Ich habe eine sexuelle Identität. Und das ist auch gut so.

Meine sexuelle Identität als Lesbe ist nicht nur so eine Randerscheinung für mich – sie ist ein ganz großer Teil meines Alltags, bestimmt immer wieder meine Erfahrungen und Gedanken, mein Lieben und letztlich mein Leben. Das ist keine bloße Laune der Natur – und auch keine Entscheidung. Und wenn dann so ein Satz daher kommt und mir unterschwellig verklickern möchte, dass ich das Lesbischsein gar nicht wichtig nehmen müsste, weil ich mich ja in Menschen unabhängig von ihren Geschlechtern verliebe – dann ignoriert das leider einen Teil meiner Identität.

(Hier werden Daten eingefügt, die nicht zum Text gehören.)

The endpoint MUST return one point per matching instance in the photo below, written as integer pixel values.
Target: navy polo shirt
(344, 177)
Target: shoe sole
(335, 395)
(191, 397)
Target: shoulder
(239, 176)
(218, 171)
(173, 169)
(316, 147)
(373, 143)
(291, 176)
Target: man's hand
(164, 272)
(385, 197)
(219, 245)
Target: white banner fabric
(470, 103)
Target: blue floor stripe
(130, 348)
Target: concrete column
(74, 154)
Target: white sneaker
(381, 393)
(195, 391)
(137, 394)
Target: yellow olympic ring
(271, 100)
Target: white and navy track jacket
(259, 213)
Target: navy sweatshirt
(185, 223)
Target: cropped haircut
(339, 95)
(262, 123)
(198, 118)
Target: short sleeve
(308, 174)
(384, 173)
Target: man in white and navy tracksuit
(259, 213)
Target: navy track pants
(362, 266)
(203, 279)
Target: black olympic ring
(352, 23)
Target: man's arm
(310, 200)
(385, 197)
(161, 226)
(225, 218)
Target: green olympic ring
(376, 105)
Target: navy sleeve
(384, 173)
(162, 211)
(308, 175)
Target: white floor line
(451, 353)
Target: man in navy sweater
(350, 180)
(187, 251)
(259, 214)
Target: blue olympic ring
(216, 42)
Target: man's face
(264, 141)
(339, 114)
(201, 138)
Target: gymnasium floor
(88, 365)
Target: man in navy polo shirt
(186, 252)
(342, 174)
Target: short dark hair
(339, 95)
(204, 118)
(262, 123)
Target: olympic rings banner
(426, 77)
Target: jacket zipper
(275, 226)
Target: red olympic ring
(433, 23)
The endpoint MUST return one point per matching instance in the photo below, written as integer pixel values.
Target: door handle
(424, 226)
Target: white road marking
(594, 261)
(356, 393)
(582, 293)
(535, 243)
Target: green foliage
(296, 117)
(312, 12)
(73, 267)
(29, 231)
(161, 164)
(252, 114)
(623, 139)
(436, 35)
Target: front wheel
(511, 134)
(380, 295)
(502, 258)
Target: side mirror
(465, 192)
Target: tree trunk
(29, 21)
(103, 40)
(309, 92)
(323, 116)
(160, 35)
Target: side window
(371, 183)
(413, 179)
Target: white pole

Lange Rede, kurzer Sinn. Man verliebt sich in den Menschen, nicht in das Geschlecht: Jein!

Ich freue mich für jeden Menschen, der sich in diesem Satz wiederfindet. Ich bin aber dafür, Menschen ihre persönlichen sexuellen Identitäten zu lassen – egal ob hetero, schwul, lesbisch, bi oder pan – und nicht alle über einen Kamm zu scheren. Wie heißt es – Freiheit endet dort, wo die Gleichmacherei beginnt. Es lebe die Vielfalt!